Schiedsrichter Steffen Brütting benötigt einen Rettungsschirm.
Schiedsrichter Steffen Brütting benötigt einen Rettungsschirm. FOTO: Frank Hammerschmidt
Cottbus. Bei der Heim-Niederlage von Energie Cottbus gegen Halle sorgt ein unerfahrener Referee für Diskussionen auf beiden Seiten. Wie es besser geht, berichtet der Gäste-Coach. Von Frank Noack und Jan Lehmann

Das dicke Ende für Energie Cottbus bei der 1:2 (1:2)-Niederlage gegen den Halleschen FC kam in der Nachspielzeit. Genauer gesagt, war es ein rotes Ende – denn Innenverteidiger José-Junior Matuwila kassierte einen Platzverweis.

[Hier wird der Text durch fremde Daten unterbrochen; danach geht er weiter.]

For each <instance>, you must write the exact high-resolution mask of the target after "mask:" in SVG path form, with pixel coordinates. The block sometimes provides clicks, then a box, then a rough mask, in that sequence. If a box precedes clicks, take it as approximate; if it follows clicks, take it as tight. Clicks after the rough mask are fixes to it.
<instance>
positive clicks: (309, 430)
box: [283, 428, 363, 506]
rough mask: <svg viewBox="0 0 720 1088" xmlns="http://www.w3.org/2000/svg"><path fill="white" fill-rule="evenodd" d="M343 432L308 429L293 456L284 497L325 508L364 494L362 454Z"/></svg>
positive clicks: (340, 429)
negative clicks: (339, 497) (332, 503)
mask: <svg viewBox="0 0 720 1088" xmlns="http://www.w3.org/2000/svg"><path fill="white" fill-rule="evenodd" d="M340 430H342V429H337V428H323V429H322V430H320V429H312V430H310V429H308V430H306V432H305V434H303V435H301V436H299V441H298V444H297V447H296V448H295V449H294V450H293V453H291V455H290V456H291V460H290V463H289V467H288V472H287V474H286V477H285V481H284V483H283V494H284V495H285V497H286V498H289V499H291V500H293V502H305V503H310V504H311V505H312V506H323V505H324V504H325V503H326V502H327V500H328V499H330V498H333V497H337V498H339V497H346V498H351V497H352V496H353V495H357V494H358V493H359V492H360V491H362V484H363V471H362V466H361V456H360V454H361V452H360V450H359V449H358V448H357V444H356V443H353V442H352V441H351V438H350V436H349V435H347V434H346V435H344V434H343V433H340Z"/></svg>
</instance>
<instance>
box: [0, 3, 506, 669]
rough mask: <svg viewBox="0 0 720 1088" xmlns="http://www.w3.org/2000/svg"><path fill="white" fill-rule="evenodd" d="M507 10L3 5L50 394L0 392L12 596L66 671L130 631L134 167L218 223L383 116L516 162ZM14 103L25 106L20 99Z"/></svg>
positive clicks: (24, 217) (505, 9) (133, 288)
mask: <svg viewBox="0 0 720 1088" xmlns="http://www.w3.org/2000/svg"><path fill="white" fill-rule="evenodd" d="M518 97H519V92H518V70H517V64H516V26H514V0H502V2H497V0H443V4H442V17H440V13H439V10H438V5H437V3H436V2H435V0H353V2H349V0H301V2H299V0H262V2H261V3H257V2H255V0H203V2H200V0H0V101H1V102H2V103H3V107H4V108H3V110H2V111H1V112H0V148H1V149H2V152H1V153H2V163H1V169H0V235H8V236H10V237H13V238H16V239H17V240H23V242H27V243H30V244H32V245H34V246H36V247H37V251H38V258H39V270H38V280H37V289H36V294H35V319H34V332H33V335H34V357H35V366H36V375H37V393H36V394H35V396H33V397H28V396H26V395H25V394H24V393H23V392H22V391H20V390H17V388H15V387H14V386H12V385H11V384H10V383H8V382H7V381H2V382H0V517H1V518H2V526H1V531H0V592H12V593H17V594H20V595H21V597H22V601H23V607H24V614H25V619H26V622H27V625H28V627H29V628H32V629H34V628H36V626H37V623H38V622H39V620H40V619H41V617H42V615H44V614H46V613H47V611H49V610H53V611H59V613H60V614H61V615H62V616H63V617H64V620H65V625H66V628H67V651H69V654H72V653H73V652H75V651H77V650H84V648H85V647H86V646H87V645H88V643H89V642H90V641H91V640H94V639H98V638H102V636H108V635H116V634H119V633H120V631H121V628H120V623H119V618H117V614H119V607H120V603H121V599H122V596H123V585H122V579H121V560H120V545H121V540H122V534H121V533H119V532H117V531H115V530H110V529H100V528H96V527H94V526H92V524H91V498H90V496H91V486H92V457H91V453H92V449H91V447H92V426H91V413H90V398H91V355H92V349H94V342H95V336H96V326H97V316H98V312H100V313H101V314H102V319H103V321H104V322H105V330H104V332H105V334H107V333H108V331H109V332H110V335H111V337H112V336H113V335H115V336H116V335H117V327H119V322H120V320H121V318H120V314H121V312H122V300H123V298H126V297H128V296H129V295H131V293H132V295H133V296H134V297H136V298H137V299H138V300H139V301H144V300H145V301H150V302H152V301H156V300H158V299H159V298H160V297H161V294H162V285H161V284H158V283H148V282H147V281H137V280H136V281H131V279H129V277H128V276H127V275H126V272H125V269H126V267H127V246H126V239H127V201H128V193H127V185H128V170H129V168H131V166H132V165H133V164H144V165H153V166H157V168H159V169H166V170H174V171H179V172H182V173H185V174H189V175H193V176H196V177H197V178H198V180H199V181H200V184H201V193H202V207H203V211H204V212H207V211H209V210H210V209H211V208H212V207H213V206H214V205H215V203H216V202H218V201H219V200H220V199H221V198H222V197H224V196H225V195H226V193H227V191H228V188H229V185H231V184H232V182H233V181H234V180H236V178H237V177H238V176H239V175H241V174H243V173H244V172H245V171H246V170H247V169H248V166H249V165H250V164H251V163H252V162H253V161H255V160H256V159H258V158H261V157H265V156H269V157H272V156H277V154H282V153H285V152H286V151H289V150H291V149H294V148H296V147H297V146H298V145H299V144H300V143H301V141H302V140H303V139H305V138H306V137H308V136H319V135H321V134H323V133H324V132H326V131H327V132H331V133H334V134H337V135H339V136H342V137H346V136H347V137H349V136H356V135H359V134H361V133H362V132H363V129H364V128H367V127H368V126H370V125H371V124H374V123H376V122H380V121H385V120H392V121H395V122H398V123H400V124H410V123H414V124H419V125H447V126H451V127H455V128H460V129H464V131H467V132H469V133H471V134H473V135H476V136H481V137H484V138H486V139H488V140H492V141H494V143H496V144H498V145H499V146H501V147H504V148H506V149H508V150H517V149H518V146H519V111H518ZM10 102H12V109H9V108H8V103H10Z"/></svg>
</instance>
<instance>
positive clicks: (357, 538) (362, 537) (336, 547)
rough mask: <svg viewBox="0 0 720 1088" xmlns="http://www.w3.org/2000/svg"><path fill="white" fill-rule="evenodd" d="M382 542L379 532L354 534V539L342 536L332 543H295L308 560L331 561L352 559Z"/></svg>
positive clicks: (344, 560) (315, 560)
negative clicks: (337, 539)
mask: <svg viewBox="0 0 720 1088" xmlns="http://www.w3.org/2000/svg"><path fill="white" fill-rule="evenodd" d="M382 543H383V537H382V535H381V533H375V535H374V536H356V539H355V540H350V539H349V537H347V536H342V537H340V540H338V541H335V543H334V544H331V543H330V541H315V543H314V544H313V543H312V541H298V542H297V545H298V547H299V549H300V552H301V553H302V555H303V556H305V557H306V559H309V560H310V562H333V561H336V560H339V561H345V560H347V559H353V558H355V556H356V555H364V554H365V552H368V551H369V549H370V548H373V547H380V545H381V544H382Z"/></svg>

Es war ein äußerst umstrittenes Rot von Schiedsrichters Steffen Brütting aus Nürnberg. Matuwila hatte mit einer beherzten Grätsche im Zweikampf mit dem Hallenser Sebastian Mai den Ball ins Aus befördert. Er spielte dabei klar erkennbar den Ball, auch wenn Mai theatralisch zu Boden ging. Dass Schiedsrichter Steffen Brütting trotzdem auf Rot entschied, war eine Fehlentscheidung. Zumal der Linienrichter nur wenige Meter entfernt stand und einen guten Blick auf diese Szene hatte.

Energie-Trainer Claus-Dieter Wollitz hätte sich zwar „mehr Fingerspitzengefühl“ bei der Beurteilung dieses hart, aber fair geführten Zweikampfes gewünscht, sagte nach der ersten Heimniederlage seit anderthalb Jahren aber auch klipp und klar: „Diese Niederlage hat nichts mit dem Schiedsrichter zu tun. Wir hatten zunächst kein Zugriff und keine Ordnung. Nach dem 1:2 hat das Spiel neu begonnen. “ Nach den beiden frühen Gästetoren gelang Maximilian Zimmer in der 31. Minute der Anschlusstreffer.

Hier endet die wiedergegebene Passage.